Punpy (name is WIP): a phonetically informed pun-generator
- given a piece of text and a topic, should insert puns into the text by replacing words or word-segments with similar sounding words from the target domain.
- Designed to be integrated into a domain-specifc text editor for homestuck fanfiction; ChumChum.
break words at syllable boundaries.
- there is a well developed algorithm for breaking words for hyphenation--this is the algorithm used by LaTex and buttbot.
- better still, I might be able to work something out using the text-to-phoneme dictionary from espeak. This would be preferable because it ought to naturally extend to novel words, and will fit better with the flow of the text (I think)
given a topic, generate a set of related words
- right now I'm working on a semantic distance metric that will put words closer together based on within-sentence co-occurrence inside my training data.

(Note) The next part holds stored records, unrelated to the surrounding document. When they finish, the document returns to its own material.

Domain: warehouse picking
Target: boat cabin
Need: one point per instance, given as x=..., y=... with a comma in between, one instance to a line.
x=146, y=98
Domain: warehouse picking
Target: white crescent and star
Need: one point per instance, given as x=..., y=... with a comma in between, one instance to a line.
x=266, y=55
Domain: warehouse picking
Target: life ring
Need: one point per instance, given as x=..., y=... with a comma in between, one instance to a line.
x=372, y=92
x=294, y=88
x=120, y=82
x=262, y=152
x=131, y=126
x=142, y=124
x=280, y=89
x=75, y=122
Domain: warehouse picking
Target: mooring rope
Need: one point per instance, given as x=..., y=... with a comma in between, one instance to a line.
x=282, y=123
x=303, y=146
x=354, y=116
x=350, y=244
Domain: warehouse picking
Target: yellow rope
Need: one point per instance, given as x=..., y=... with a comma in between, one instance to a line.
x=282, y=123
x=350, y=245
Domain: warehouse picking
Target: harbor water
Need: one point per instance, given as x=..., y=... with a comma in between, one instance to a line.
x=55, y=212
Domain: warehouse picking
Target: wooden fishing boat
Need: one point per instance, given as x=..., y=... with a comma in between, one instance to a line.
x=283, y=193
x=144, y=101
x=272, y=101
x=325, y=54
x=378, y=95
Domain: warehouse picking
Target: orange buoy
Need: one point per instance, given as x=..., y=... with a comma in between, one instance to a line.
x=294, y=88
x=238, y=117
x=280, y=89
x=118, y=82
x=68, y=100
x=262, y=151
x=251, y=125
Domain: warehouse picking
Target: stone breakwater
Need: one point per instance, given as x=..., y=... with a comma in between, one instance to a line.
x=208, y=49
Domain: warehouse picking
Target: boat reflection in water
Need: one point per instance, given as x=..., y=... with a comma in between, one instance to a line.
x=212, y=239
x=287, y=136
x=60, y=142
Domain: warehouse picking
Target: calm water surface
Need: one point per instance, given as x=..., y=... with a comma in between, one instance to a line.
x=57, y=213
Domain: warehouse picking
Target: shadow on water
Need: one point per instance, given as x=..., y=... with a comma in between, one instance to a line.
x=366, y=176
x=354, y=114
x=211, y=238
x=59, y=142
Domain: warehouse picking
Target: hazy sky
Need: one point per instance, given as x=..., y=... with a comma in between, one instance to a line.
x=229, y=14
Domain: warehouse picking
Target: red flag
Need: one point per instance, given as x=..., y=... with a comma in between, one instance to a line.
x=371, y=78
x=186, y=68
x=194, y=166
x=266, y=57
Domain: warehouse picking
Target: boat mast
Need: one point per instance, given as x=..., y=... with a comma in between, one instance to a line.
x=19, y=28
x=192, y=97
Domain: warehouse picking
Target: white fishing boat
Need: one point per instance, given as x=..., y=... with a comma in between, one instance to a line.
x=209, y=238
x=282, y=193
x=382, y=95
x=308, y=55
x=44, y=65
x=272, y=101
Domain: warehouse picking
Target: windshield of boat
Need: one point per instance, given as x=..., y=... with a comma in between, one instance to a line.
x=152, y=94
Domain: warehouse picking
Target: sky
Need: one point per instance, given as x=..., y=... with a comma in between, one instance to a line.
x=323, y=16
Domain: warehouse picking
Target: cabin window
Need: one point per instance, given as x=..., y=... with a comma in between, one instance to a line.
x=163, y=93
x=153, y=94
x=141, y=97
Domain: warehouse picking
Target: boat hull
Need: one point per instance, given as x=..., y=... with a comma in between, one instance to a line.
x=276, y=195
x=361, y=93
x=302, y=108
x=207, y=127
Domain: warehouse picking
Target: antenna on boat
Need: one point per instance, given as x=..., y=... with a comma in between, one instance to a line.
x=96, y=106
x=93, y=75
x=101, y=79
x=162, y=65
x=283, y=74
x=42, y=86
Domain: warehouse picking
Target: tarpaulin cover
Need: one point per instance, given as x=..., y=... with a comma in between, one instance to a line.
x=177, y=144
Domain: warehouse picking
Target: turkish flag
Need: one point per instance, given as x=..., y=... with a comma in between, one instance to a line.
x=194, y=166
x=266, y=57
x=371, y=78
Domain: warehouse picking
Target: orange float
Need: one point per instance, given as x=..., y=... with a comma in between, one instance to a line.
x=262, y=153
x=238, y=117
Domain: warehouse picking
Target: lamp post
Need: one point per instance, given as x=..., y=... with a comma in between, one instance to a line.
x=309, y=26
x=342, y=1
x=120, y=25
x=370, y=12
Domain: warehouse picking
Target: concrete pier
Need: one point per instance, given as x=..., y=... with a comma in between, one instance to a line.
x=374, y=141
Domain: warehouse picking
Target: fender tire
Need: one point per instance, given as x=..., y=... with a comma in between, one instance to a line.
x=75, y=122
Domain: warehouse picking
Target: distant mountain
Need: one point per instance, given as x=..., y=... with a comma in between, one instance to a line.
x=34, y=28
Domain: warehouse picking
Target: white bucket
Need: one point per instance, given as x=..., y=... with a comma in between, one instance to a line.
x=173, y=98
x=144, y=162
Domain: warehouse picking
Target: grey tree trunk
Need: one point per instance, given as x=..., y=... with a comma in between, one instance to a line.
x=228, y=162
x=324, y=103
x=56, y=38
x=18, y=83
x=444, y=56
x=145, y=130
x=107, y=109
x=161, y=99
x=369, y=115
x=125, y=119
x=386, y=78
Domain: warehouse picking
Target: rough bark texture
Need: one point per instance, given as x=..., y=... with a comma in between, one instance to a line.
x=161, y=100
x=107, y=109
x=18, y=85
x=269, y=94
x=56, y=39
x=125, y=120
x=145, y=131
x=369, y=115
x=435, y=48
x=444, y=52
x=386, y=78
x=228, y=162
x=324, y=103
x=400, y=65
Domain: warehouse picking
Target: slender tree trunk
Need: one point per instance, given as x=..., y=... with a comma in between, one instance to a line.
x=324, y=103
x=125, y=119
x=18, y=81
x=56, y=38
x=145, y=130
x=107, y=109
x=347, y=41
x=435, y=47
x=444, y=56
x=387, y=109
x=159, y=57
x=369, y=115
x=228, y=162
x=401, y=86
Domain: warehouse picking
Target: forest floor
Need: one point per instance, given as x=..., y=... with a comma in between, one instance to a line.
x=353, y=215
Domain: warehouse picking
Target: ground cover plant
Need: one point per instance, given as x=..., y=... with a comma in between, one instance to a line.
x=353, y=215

replace chunks with phonetically similar whole words from the target domain
- this is the part that most benfits from using espeak's phoneme data for the chunking -- I'm going to need to phonemicise the words anyways.
- I don't think there's an objectively optimal distance metric here, so I'll have to just kind of figure it out
The code in /misc represents (among other things) a working prototype for the word-relatedness graph. The code as-is is too slow to scale to any meaningful size, for multiple reasons. The start-time lag is common to Jython programs, as the system must compile all the relevant source to comply with both Python and Java language specifications, AND THEN must start the jvm before the code can even begin to execute. On top of that, the current structure of the algorithm to build the graph requires many read/write operations against the database, which are prohibitively expensive.
To combat this, I plan to rewrite the code purely in Java, and change the algorithm to do most of the work inmain memory in large batches and then reconcile that work with the database, hopefully reducing IO costs.